Además, Sandel insiste en la importancia de reconocer el trabajo (págs. 253 y sigs.), cuya retribución ha descendido en términos comparativos (en 1979 los graduados universitarios ganaban un 40% más que quienes habían terminado los estudios de secundaria, en la primera década del siglo XXI la diferencia era del 80%) y su dignidad se ha visto progresivamente erosionada: se ha asumido que representa una contribución menor al bien común y merece, por tanto, menos reconocimientos y estima sociales. Todo ello supone una abundante fuente de resentimiento; en palabras de Michael Young, vivir en una sociedad que da tanta importancia al mérito [resulta muy difícil] cuando te juzgan carente de mérito alguno. A ninguna clase marginada la habían dejado jamás en semejante grado de desnudez moral”. 

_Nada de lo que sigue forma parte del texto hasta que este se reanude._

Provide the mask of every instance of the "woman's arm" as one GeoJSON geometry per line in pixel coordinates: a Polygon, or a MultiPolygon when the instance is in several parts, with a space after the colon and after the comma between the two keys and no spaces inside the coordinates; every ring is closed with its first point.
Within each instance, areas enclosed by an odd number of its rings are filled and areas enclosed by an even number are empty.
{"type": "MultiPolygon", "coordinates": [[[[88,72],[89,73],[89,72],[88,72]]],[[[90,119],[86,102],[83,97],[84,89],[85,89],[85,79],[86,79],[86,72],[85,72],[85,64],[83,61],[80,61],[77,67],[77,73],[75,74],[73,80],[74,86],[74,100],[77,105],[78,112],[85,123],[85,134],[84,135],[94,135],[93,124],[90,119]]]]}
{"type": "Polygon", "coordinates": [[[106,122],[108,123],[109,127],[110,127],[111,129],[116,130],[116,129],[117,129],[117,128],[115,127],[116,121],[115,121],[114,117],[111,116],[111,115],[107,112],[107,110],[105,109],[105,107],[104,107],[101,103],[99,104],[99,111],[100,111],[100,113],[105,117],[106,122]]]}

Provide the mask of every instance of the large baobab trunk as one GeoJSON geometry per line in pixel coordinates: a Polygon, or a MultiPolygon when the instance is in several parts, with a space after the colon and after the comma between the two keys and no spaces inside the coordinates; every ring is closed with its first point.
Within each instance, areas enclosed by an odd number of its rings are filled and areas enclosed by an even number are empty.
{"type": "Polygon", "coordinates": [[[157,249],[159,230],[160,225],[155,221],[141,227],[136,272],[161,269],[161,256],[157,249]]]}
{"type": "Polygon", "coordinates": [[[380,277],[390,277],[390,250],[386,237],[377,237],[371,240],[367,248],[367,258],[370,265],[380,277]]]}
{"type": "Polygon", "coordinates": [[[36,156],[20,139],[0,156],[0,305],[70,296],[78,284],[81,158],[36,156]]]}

Sandel cree que uno de los errores de “los liberales de centroizquierda” es que llevan tiempo ofreciendo al electorado de las clases trabajadora y media una mayor dosis de justicia distributiva, un acceso más equitativo y completo a los frutos del crecimiento económico pero se sigue ignorando que esos trabajadores también quieren un mayor grado de justicia contributiva, una oportunidad de ganarse el reconocimiento social y la estima que acompañan al hecho de producir lo que otros necesitan y valoran. Pero es que, insiste Sandel, ni siquiera se ha conseguido aquella mayor dosis de justicia distributiva, pues lo que se ha ganado en crecimiento económico ha ido, en su mayor parte, a quienes ya estaban en la cima, favorecido por la propia captura oligárquica de las instituciones democráticas. 

Y en cuanto a la importancia del “respeto”, Sandel, en diálogo con Axel Honneth, pone un ejemplo gráfico: cuando un deportista que cobra millones presiona para mejorar su ficha dice que “no es una cuestión de dinero sino de respeto”. 

Sandel, en sus conclusiones (287 y sigs.), apela a una amplia igualdad de condiciones que permita que quienes no amasen una gran riqueza o alcancen puestos de prestigio lleven vidas dignas mediante un trabajo que goce de estima social, compartiendo una cultura del aprendizaje y deliberando con el resto de la sociedad sobre los asuntos públicos. Para eso hace falta que el sistema democrático ofrezca espacios comunes que propicien una vida pública con menos rencores y más generosidad. 

Concluyo con unas palabras carentes de cualquier otro respaldo argumental que mi propia impresión y, por tanto, absolutamente prescindibles: la pandemia de COVID-19 podría haber sido una buena “ocasión” para reparar algunas de las injusticias que Sandel señala, dando el merecido reconocimiento social y, añadiría, económico a todas aquellas personas que han contribuido de manera decisiva y, en no pocos casos, heroica al bien común. ¿Se acuerdan de lo de «vamos a salir mejores»?

Pues bien, más allá de los aplausos vespertinos de los primeros meses no parece que tales reconocimientos sociales y económicos hayan calado en la sociedad española; eso sí, aquí no hemos “discriminado” entre quienes desempeñan tareas muy cualificadas y con altísima formación universitaria (personal sanitario) y quienes llevan a cabo trabajos menos cualificados (por ejemplo, en el sector de la distribución y los suministros): no pocos de los primeros, palmadas en el hombro aparte, siguen trabajando en una gran precariedad, sino han sido despedidos, y no se aprecian mejoras relevantes, ni siquiera en el reconocimiento social cotidiano, respecto de los segundos.

Tampoco se advierte que desde las instituciones políticas, con gobiernos de uno y otro signo, se esté pensando en nuevos espacios públicos en los que la ciudadanía pueda deliberar, en condiciones de relativa igualdad, sobre la gestión del bien común, incluida, claro, la futura gestión de una nueva pandemia. Ni siquiera parece haber un plan de reformas legislativas que haga frente a las constatadas insuficiencias de la Ley Orgánica 4/1981, de 1 de junio, de los estados de alarma, excepción y sitio, y de la Ley Orgánica 3/1986, de 14 de abril, de medidas especiales en materia de salud pública.